Workshop report: Sound objects and non-lexicals

Written by Hannah Pelikan.

Keynote Lecture on Methodology

In our second workshop on October 2-4, 2019, we continued to discuss non-lexical vocalizations, which have also been termed sound objects (Reber, 2013). Elisabeth Reber from the University of Würzburg, Germany kicked off our workshop with an inspiring talk on methodological and theoretical perspectives on sound objects. Focusing on the interjection “oh” in English and German as well as clicks and whistles, Elisabeth demonstrated how sound objects can be analyzed in a systematic way. She proposed the following criteria for studying sound objects: (1) phonetic description (segmental substance), (2) prosodic properties such as duration, pitch register/movement and loudness, (3) visual-spatial properties of the sound production, (4) sequential position of the sound object, (5) sequence organizing function, such as ratification of a previous turn, (6) interactional function such as displaying affective involvement and (7) whether a sound object projects speaker change or turn-expansion. Elisabeth concluded by stressing that the role of bodily movements that accompany production of such sounds needs further analysis. We continued the discussion during an Octoberfest-themed dinner at our university.

 

Deeping our understanding through data sessions

We dedicated the entire second and third day of our workshop to hands-on work with non-lexical vocalizations in data sessions. Iris Nomikou presented data on mothers-infant interaction during diaper changing. We analyzed how mothers produce a variety of non-lexical vocalizations before or while manipulating the infants’ body and often respond to non-lexical, embodied infant actions as part of an interactional sequence. Irish has previously shown how these sound sequences can help socialize infants into understanding joint attention. After lunch, Elisabeth Reber explored sound objects in cross-linguistic settings and we got interesting insights from comparing the English “what” to the Swedish “va?” and also discussed the Swedish “oj”. Sally Wiggins brought videos of infant mealtimes and we explored how gustatory “mmms” can constitute different actions dependent on the sequential position they are produced in. We continued to explore such “mmms” during a lovely dinner at restaurant Pappa Grappa in town.

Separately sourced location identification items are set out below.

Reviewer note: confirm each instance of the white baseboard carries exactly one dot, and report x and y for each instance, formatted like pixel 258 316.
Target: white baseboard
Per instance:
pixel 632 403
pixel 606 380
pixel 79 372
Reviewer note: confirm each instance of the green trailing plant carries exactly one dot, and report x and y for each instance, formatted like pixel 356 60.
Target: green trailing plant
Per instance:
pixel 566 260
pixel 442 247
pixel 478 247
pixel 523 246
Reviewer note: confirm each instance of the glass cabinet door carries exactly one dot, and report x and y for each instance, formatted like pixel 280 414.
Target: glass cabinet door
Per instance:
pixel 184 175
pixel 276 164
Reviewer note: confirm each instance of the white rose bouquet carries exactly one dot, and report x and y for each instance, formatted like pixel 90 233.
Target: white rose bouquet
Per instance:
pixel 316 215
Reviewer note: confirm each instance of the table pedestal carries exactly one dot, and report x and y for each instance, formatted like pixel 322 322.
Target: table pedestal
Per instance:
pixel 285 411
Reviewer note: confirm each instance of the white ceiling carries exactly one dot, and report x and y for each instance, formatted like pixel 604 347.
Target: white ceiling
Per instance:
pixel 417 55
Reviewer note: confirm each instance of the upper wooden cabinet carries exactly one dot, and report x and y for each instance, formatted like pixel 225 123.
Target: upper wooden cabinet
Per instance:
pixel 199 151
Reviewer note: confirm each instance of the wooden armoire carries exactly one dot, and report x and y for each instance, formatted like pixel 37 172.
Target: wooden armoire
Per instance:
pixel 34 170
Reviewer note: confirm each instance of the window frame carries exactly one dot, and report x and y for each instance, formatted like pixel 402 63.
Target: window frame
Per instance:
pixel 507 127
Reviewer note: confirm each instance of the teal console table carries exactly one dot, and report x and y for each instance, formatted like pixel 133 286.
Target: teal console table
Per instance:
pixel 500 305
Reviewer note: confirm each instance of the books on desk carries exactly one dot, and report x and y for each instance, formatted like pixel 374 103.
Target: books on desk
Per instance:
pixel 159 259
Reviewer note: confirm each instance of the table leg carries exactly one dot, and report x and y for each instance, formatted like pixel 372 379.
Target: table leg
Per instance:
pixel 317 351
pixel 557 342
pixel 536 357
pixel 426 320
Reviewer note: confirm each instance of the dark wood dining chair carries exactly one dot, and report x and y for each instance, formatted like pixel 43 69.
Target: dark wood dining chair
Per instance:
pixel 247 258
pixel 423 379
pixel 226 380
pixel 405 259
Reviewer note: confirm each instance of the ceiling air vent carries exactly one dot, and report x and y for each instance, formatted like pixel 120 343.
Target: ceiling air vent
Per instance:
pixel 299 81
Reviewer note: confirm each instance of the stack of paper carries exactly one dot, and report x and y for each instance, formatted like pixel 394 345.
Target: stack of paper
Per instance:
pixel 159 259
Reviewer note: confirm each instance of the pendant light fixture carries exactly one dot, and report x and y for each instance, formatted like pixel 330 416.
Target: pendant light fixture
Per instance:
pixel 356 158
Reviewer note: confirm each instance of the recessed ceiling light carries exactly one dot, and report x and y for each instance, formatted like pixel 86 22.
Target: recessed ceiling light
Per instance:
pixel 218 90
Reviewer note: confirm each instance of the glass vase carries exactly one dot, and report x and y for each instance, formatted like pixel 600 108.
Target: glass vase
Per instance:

Leelo Keevallik gave us an energetic start on the next day with videos of Lindy Hop instruction. We inspected how non-lexical vocalizations are coordinated with the rhythm of the dancing body and how teachers produce affirmative particles as response cries to certain dance moves/sequences. Finally, Hannah Pelikan shared videos of interaction with a Cozmo toy robot in family homes and we scrutinized how robot animations, combinations of non-lexical sounds and movements, are treated as emotional displays with sequential relevance for human robot interaction.

 

Wrapping up

We continued our discussions during a cozy fire-side lunch at Mjellerumsgården and explored among others how well the criteria suggested by Elizabeth apply to our own data. We closed the workshop with many new ideas and inspiration for the next steps in our project.